As you pointed out earlier @CT Phipps , there is absolutely no reason to make that kid pre-war. He could easily have been out scavenging and got lost, or a refugee from the Quincy Massacre, or whatever.
Honestly the Yangtze quest was pretty terrible. I've been around multilingual people my entire life, and that's not the way that people codeswitch (I think it's called?) Whatever, swapping languages mid-sentence in real life, the writers fucked it up and there was no way the actor could have delivered those lines without sounding like he can't speak EITHER fucking language.
The thing that really got me in that quest, and of which I don't see a lot of people talking about, is how both parents survived....and they're both ghouls too! That shit is just so awfully convenient. Is this a post-apocalyptic wasteland, or is it happy fun world where everyone gets a happy ending no matter how BS it is?There's so many bad quests in Fallout 4. We're really spoiled for choice.

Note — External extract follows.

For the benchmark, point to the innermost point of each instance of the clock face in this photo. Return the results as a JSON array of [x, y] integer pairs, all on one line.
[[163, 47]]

Kid in the Fridge. This is kind of a no-brainer. Bethesda seriously expect us to believe that a kid survived the horrors of nuclear devastation in a fridge and survived 210 years as ghoul while stuck in one place in complete darkness without any food and water. Sure, the Fallout series is a game about "talking mutants and ghouls" as Pete Hines eloquently put it, but there's such a thing as internal consistency. How am I supposed to suspend my disbelief and immerse myself into this world when stuff like this is in the game? It highlights Bethesda's design philosophy; how a gameworld should be a wacky funhouse as opposed to an immersive place to explore. It's not even that fun of a quest or premise. The hilarious thing is that Bethesda thinks they can steal a scene out of Indiana Jones and the Kingdom of the Crystal Skull, defend their writing and bash George Lucas' writing all at the same time.
On a side note, the quest mod featured in this Alchestbreach video has a child companion who rips into Fallout 4's lore inconsistencies
I'd have to agree.That has to be the best thing to come outta Fallout 4 I have ever seen in my entire life. That kid's going places.
The thing that really got me in that quest, and of which I don't see a lot of people talking about, is how both parents survived....and they're both ghouls too! That shit is just so awfully convenient. Is this a post-apocalyptic wasteland, or is it happy fun world where everyone gets a happy ending no matter how BS it is?
The point is that too many stories end like this. It's just bad story writing(especially in a wasteland), as we all can agree Fallout 4 is full of.I dunno, i don't mind happy endings if they're earned. Which this one isn't.